Reception of NOAA using a homemade QFH antenna.

Reception of NOAA Satellite Weather using a homemade QFH antenna made out of PVC pipe.

For a number of decades I have wanted a weather satellite receiver. I had looked at commercially build antennas that cost around $300. Then you needed a receiver and decoder.

With the new rtl-sdr receivers you can now cheaply buy a tuner and use free software.

My interest in building the PVC antenna was sparked after I found details of the antenna on G4ILO's web site.

There are also details found on another page at instructables.


Details of the hardware used to build my QFH antenna.

I used 15mm PVC pipe and 15mm PVC crosses to build the antenna.

The PVC pipe cost $2.10 per meter, the PVC crosses cost $2.54 each.

QFH Antenna 1

Assembled frame of QFH antenna using PVC pipe and PVC crosses

QFH Antenna 3

PVC Crosses used in QFH antenna

I then added white coaxial cable, caps and white clips to the frame.

QFH Antenna 2

Assembled frame of QFH antenna with white coaxial cable and white clips added

The White Coaxial Cable cost $19.95 for a 30 meter roll.

QFH Antenna 4

Coaxial Cable used in QFH antenna

The PVC caps cost $1.50 each.

QFH Antenna 6

15mm PVC Caps

The white clips cost $11.50 for a packet of 25.

QFH Antenna 7

White clips

The PVC tees cost $1.99 each.

QFH Antenna 8

White clips

I use a 1 meter pipe with some tees and caps to mount the antenna.

QFH Antenna 9

Mounting Pipe

RG-59 Screw On F-type connectors ($1.45 each) and F-type solderable sockets (3 for $2.60).

QFH Antenna 10

RG-59 F-type termination


I got my soldering iron out and connected the 2 pairs of cables to the feed line.
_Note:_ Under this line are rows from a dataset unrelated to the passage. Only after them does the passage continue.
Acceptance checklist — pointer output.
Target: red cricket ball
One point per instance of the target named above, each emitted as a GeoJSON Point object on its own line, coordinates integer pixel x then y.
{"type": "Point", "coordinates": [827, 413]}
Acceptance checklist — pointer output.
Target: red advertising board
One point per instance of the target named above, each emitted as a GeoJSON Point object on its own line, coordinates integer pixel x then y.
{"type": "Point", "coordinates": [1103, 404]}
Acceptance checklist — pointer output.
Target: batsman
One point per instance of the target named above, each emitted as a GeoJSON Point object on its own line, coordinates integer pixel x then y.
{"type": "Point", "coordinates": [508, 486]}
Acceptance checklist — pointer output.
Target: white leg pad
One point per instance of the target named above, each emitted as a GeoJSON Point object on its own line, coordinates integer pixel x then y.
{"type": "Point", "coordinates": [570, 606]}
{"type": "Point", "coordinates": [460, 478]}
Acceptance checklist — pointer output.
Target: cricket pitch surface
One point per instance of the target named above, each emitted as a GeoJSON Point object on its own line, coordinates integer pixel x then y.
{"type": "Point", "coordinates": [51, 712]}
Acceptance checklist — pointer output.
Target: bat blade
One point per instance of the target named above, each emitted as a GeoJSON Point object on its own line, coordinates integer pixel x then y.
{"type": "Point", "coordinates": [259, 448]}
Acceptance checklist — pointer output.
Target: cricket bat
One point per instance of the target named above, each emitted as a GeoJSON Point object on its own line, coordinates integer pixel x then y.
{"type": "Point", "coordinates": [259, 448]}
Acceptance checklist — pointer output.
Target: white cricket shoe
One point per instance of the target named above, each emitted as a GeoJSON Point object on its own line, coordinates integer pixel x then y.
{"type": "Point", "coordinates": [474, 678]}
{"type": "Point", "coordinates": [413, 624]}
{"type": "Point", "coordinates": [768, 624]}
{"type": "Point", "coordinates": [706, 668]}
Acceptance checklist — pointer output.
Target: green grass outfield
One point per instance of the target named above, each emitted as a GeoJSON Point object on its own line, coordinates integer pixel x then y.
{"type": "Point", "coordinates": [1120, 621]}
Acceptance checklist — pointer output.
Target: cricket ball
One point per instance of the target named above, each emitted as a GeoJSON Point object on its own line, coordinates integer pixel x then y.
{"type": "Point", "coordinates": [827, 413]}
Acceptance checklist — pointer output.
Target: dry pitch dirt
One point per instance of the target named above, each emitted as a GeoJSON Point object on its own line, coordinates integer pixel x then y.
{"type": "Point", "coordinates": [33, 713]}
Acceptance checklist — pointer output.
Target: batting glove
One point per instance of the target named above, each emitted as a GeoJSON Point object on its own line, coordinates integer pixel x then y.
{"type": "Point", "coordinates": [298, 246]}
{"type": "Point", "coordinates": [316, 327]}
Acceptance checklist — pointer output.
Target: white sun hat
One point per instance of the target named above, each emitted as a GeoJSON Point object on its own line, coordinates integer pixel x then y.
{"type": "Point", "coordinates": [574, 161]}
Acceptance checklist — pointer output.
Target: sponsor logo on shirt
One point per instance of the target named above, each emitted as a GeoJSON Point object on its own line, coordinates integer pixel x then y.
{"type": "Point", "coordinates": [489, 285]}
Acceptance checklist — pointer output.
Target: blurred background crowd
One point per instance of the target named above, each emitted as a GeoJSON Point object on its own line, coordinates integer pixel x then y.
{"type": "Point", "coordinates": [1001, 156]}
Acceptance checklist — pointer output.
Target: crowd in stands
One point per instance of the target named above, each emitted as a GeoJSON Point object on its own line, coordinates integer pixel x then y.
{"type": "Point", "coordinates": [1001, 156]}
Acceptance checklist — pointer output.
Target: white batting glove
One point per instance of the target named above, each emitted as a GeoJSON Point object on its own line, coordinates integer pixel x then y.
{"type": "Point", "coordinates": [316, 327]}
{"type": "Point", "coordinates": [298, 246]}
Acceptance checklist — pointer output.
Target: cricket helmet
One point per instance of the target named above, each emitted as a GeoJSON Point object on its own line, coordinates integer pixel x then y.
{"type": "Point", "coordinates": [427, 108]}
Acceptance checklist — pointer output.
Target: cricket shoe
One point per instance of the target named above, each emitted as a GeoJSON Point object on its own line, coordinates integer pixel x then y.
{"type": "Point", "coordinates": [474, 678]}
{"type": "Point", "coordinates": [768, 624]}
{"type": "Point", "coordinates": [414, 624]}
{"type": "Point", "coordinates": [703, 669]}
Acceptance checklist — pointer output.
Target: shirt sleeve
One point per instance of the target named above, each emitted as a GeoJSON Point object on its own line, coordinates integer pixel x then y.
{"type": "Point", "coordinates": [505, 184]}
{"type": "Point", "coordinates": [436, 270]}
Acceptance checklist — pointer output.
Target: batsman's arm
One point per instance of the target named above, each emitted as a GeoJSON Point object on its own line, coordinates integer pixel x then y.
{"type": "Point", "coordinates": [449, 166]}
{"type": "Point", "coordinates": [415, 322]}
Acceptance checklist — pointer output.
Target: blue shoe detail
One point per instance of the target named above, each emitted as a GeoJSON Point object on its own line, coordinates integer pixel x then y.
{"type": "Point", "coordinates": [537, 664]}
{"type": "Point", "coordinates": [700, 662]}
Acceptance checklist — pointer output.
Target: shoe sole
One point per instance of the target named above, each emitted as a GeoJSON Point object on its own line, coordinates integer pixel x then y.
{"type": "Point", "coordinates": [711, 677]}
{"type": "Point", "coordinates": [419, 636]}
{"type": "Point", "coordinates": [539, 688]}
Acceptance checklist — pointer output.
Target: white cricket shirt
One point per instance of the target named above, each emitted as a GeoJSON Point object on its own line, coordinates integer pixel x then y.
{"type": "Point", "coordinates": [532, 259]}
I used 4 coloured pieced of wire.

The blue wire soldered to the first loops braid.

QFH Antenna 11

First Soldered Connection

The yellow wire soldered to the first loops braid at opposite end.

QFH Antenna 12

Second Soldered Connection

Then mounted the first loop and put ends through to be connected with second loop.

QFH Antenna 13

Mounted the first loop ends

The red wire and white wire soldered to the second loops braid at opposite ends.

QFH Antenna 14

Third and Fourth Soldered Connections

Then mounted the second loop and put the ends through with the first loop.
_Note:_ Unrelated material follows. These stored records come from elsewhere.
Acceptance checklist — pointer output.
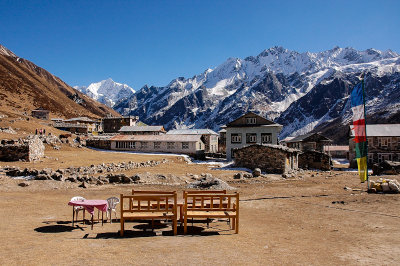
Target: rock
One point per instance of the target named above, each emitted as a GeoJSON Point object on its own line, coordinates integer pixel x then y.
{"type": "Point", "coordinates": [135, 178]}
{"type": "Point", "coordinates": [256, 172]}
{"type": "Point", "coordinates": [238, 176]}
{"type": "Point", "coordinates": [247, 175]}
{"type": "Point", "coordinates": [42, 177]}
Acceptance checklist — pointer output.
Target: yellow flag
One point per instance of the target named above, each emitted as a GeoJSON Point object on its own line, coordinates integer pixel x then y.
{"type": "Point", "coordinates": [362, 168]}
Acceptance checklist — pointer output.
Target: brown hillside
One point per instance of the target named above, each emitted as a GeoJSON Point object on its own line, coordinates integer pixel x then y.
{"type": "Point", "coordinates": [24, 86]}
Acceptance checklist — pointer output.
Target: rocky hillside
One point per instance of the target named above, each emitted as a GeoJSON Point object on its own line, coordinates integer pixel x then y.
{"type": "Point", "coordinates": [302, 91]}
{"type": "Point", "coordinates": [25, 86]}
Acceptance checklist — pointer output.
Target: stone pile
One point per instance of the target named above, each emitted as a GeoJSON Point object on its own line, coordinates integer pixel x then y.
{"type": "Point", "coordinates": [385, 186]}
{"type": "Point", "coordinates": [30, 149]}
{"type": "Point", "coordinates": [8, 130]}
{"type": "Point", "coordinates": [207, 181]}
{"type": "Point", "coordinates": [86, 174]}
{"type": "Point", "coordinates": [386, 168]}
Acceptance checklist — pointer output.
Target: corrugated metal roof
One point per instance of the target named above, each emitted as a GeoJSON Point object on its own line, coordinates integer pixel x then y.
{"type": "Point", "coordinates": [336, 148]}
{"type": "Point", "coordinates": [202, 131]}
{"type": "Point", "coordinates": [381, 130]}
{"type": "Point", "coordinates": [141, 128]}
{"type": "Point", "coordinates": [161, 138]}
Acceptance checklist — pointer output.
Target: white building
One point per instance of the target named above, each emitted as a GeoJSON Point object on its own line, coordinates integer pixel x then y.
{"type": "Point", "coordinates": [185, 144]}
{"type": "Point", "coordinates": [250, 129]}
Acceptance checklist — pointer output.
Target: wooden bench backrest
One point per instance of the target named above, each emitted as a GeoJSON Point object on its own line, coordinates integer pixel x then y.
{"type": "Point", "coordinates": [155, 192]}
{"type": "Point", "coordinates": [149, 202]}
{"type": "Point", "coordinates": [211, 202]}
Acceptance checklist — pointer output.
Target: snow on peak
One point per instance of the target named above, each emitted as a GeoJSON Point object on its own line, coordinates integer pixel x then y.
{"type": "Point", "coordinates": [107, 91]}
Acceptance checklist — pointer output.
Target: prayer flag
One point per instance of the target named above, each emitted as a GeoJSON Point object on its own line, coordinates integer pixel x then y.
{"type": "Point", "coordinates": [358, 108]}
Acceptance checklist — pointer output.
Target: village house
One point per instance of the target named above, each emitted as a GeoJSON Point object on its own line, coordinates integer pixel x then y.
{"type": "Point", "coordinates": [250, 129]}
{"type": "Point", "coordinates": [383, 144]}
{"type": "Point", "coordinates": [277, 159]}
{"type": "Point", "coordinates": [184, 144]}
{"type": "Point", "coordinates": [142, 130]}
{"type": "Point", "coordinates": [310, 141]}
{"type": "Point", "coordinates": [114, 124]}
{"type": "Point", "coordinates": [209, 137]}
{"type": "Point", "coordinates": [222, 141]}
{"type": "Point", "coordinates": [40, 113]}
{"type": "Point", "coordinates": [82, 125]}
{"type": "Point", "coordinates": [337, 151]}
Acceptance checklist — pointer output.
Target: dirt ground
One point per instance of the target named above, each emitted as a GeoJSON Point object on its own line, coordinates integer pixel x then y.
{"type": "Point", "coordinates": [309, 220]}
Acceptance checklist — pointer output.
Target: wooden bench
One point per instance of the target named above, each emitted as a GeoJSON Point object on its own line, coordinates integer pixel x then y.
{"type": "Point", "coordinates": [145, 206]}
{"type": "Point", "coordinates": [211, 205]}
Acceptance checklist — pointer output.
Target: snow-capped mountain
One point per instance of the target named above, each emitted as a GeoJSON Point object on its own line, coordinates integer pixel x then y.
{"type": "Point", "coordinates": [107, 91]}
{"type": "Point", "coordinates": [274, 84]}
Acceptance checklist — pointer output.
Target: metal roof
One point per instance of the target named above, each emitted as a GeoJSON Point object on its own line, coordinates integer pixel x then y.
{"type": "Point", "coordinates": [381, 130]}
{"type": "Point", "coordinates": [201, 131]}
{"type": "Point", "coordinates": [84, 119]}
{"type": "Point", "coordinates": [305, 136]}
{"type": "Point", "coordinates": [161, 138]}
{"type": "Point", "coordinates": [141, 128]}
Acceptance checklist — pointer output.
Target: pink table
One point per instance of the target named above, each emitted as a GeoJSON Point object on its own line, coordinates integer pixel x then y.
{"type": "Point", "coordinates": [89, 206]}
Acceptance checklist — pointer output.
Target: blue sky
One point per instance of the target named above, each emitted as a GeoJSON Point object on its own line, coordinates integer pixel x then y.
{"type": "Point", "coordinates": [153, 42]}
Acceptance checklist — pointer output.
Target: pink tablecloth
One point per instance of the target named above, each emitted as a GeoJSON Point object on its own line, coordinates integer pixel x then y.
{"type": "Point", "coordinates": [89, 205]}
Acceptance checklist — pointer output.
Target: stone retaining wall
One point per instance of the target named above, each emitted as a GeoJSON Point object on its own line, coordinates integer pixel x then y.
{"type": "Point", "coordinates": [315, 160]}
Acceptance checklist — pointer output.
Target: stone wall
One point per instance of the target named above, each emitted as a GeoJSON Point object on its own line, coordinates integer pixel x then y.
{"type": "Point", "coordinates": [27, 150]}
{"type": "Point", "coordinates": [315, 160]}
{"type": "Point", "coordinates": [265, 157]}
{"type": "Point", "coordinates": [100, 143]}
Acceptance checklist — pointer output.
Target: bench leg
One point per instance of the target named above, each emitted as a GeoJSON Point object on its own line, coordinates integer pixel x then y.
{"type": "Point", "coordinates": [122, 227]}
{"type": "Point", "coordinates": [237, 225]}
{"type": "Point", "coordinates": [174, 224]}
{"type": "Point", "coordinates": [185, 225]}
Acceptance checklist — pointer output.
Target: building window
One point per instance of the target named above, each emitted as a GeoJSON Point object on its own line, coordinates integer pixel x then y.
{"type": "Point", "coordinates": [236, 138]}
{"type": "Point", "coordinates": [170, 145]}
{"type": "Point", "coordinates": [157, 145]}
{"type": "Point", "coordinates": [251, 120]}
{"type": "Point", "coordinates": [251, 138]}
{"type": "Point", "coordinates": [185, 145]}
{"type": "Point", "coordinates": [266, 138]}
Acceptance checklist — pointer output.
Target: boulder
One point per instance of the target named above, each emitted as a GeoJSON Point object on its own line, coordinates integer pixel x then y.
{"type": "Point", "coordinates": [256, 172]}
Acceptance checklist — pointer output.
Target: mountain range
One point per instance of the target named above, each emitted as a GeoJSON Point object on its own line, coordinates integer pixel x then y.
{"type": "Point", "coordinates": [302, 91]}
{"type": "Point", "coordinates": [25, 86]}
{"type": "Point", "coordinates": [107, 91]}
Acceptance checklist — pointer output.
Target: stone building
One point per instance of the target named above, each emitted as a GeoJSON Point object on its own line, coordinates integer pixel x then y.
{"type": "Point", "coordinates": [310, 141]}
{"type": "Point", "coordinates": [383, 144]}
{"type": "Point", "coordinates": [222, 141]}
{"type": "Point", "coordinates": [27, 150]}
{"type": "Point", "coordinates": [142, 130]}
{"type": "Point", "coordinates": [315, 160]}
{"type": "Point", "coordinates": [41, 113]}
{"type": "Point", "coordinates": [114, 124]}
{"type": "Point", "coordinates": [250, 129]}
{"type": "Point", "coordinates": [183, 144]}
{"type": "Point", "coordinates": [208, 136]}
{"type": "Point", "coordinates": [277, 159]}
Finally I soldered the feed line connector.

One side of the first loop to its braid and the other to the center.

Followed by one side of the second loop to its braid and the other to the center.

QFH Antenna 15

Feedline Soldered Connection

The tee connector on the mount allows the feed line to be inserted to the antenna.

I had some Belden Quad Shield RG6 cable spare and a PAL connector (cost $5.50) to connect the cheap RTL-SDR usb dongle (valued at $11.60).

QFH Antenna 17

RG6 Feedline and RTL-SDR Dongle


This is a photo of the antenna installed where I plan to mount it in my living room.

I am using the mounting pipe and then another half meter length to the antenna.